Analyst warns of bleak outlook for cable industry
The biggest risk to the television industry isn't the folks who are cutting the cord to their cable TV. It's the people who won't buy the cord in the first place.
A report issued Monday by Credit Suisse media analyst Stefan Anninger warns that today's teenagers are tomorrow's "cord-nevers."
"They are growing up in an Internet-based video culture in which the mantras of 'why would I
pay for TV?,' 'pay TV is a rip-off' and, 'I can find that for free on the web' are getting
louder. We fear that some of these consumers will find pay TV far less relevant to their
lives than do today’s adults," Anninger wrote.
In his report, Anninger predicted that the multichannel video universe will drop by 200,000 subscribers in 2012 to 100.5 million.
Most of the major multichannel video program suppliers (MVPDs) have seen subscriber numbers fall over the last few years.

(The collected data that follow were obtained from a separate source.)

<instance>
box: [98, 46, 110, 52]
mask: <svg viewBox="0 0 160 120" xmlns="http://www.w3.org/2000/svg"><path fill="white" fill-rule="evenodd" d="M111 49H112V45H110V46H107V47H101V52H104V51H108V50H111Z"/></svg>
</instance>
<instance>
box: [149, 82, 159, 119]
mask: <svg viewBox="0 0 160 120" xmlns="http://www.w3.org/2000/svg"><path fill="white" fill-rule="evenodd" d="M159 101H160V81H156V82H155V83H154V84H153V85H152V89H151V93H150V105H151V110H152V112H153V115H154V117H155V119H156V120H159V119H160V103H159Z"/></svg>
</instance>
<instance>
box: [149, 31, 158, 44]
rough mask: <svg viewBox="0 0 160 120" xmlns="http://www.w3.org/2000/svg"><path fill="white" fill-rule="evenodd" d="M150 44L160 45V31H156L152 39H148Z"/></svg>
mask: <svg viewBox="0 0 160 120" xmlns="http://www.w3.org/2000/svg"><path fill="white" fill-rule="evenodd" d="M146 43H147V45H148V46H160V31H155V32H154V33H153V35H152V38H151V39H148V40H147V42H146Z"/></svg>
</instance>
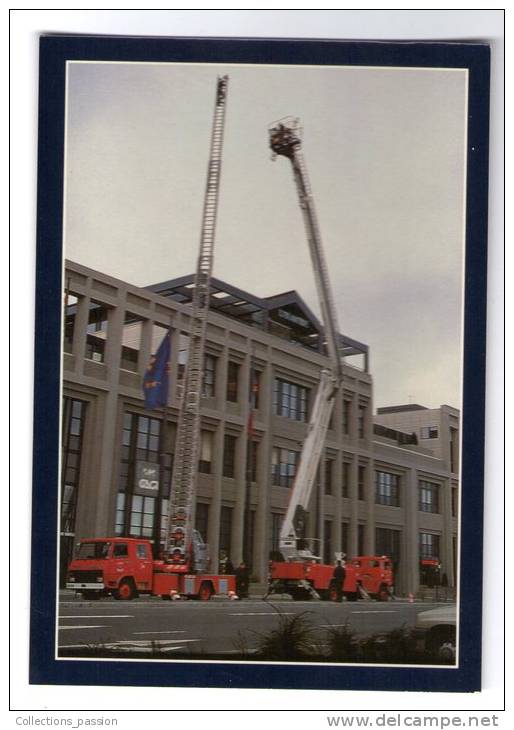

Those declines have been blamed on a weak economy. Anninger says that while the economy has indeed played a big part in people deciding to go without a pay-TV service, to assume that the numbers will grow in an economic recovery is "Pollyannaish and overlooks the longer-term behavioral shift that younger consumers are undergoing."
Won't kids ultimately grow up and come around to pay cable? The same thing was said about kids getting land-line telephones, Anninger said, but many consumers use only a mobile phone for their telecommunications needs.
The MVPDs, Anninger said, need to start offering lower-priced programming packages. Some operators -- including Time Warner Cable and Comcast -- are doing just that. The problem is that typically those packages don't carry all the big -- and thus more expensive -- cable networks including ESPN.